It's really a bit more complicated. I tried to make the distinction between algorithm and choice of the cuts and their equivalences: 1. An algorithm that selects all (finite) possible selections and terminates <=> there is no choice analogy 2. An algorithm that selects countably many rational numbers and selects them in an order (for example Stern-Brocott tree order) <=> A choice has to be decidable in a finite time of computation [For example the choice of x in sqrt(2) can be checked in finite amount of time: x < 0 or x^2 < 2]. 3. An algorithm that selects countably many rational numbers and selects them in any order <=> A choice (if it is in the set) has to be computable in finite time but not if it isn't. [also called recursively enumerable, the pi^2/6 choice] 4. Statements involving any choice over rational numbers. There are 2^Q choices, which is not countable! This leads to paradoxes of the axiom of choice. Look up the infinite prisoners hat dilemma for a great illustration. The reason it leads to a problem/paradox is that we assume it is possible to create a random (martin-löb random) sequence of hats. I'm not saying it's an issue to create countably many prisoners but selecting a random hat for each one is where the problem lies. You can't write down the order of those hats in any way using an algorithm. It is 4 that really is the issue.
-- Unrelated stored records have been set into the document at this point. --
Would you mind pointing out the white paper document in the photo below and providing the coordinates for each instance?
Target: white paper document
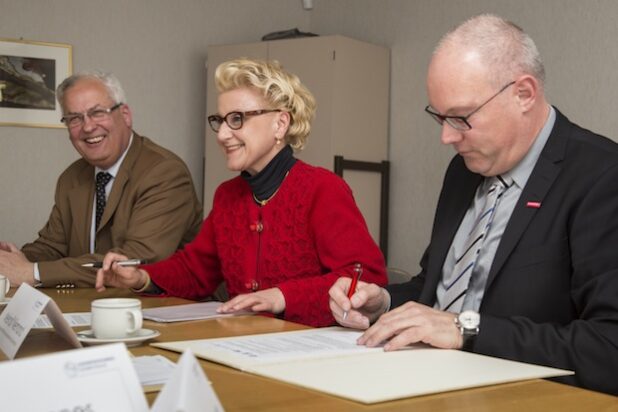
(328, 360)
(188, 389)
(73, 319)
(94, 379)
(191, 311)
(153, 370)
(21, 314)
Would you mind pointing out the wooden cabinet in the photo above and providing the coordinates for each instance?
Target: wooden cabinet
(350, 81)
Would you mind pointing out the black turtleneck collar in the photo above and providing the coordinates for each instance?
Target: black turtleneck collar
(265, 183)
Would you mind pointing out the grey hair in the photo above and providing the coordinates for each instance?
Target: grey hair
(505, 48)
(109, 80)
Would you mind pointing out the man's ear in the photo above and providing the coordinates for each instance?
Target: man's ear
(125, 110)
(527, 89)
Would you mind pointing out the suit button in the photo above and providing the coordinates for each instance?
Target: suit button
(253, 285)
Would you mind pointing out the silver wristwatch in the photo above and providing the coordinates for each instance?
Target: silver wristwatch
(468, 323)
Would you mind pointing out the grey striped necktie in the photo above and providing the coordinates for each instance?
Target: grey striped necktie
(102, 179)
(456, 283)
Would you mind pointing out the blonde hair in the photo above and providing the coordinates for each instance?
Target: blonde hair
(281, 89)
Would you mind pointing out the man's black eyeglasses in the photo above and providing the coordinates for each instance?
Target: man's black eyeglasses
(234, 120)
(73, 120)
(461, 122)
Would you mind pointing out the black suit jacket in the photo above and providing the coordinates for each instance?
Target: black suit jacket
(552, 293)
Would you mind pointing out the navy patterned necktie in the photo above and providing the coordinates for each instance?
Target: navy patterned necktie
(456, 283)
(103, 179)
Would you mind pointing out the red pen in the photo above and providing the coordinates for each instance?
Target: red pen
(358, 272)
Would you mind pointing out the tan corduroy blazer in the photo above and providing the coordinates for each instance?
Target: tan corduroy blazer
(152, 210)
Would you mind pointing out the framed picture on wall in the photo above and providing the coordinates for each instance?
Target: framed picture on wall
(30, 71)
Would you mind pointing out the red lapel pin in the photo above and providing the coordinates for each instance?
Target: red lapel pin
(534, 205)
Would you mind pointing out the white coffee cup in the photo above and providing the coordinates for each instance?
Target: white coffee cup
(5, 285)
(116, 318)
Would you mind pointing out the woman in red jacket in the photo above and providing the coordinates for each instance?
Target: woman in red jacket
(280, 234)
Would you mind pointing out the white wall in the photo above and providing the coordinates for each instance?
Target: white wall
(157, 48)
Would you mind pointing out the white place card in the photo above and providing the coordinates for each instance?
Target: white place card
(22, 312)
(100, 378)
(188, 390)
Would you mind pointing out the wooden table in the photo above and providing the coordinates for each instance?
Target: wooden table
(240, 391)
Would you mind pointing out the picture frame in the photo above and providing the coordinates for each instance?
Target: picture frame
(30, 71)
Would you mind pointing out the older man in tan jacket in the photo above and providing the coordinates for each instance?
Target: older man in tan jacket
(142, 204)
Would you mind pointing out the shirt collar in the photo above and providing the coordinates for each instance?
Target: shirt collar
(522, 171)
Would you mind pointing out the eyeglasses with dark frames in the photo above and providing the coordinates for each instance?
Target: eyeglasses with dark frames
(73, 120)
(235, 120)
(461, 122)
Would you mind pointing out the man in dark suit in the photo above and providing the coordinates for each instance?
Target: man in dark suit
(146, 206)
(523, 258)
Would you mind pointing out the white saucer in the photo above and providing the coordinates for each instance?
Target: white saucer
(87, 337)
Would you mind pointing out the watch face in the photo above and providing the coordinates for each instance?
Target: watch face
(469, 319)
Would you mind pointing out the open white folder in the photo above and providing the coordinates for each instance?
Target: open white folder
(330, 361)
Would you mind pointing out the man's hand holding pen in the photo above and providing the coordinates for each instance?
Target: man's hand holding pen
(116, 275)
(357, 307)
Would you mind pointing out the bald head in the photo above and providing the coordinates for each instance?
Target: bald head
(485, 86)
(502, 47)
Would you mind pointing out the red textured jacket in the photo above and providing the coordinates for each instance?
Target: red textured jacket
(307, 236)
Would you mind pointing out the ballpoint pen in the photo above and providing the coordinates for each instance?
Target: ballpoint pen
(358, 272)
(130, 262)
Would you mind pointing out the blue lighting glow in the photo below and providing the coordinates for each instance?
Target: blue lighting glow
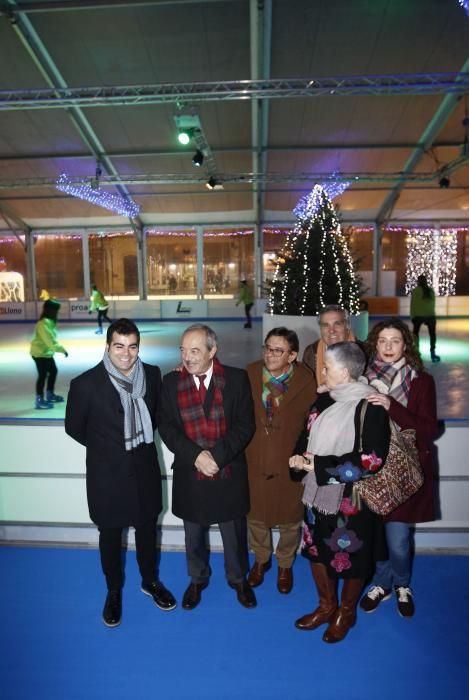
(83, 190)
I can't possibly select an arbitrary cut (that's the equivalent of selecting a real number uniformly at random, it's not possible).

Max Percer7 Months ago

There is another thorny question that comes to my mind. Can we construct every irrational number using set builder notation and rational numbers, e.g. A = {a \in Q | a^2 < 2 or a <0 }. But what about irrational numbers like e. Even if we use limits such as e = lim { n → oo } { (1 + 1/n) ^n} , how do we know that such limit expressions adequately cover all irrational numbers. It seems that dedekind cuts just moves the goal post of how to deal with the continuum and relegates it to set theory and set builder notation.

Neilcourtwalker7 Months ago

In my simple understanding I would say: It is not surprising, that you can't do arithmetic with this definition, because, if you want to define irrational numbers with rational numbers and these cuts, you define them by expressing what they arent, but not what they are. Would you agree with this statement?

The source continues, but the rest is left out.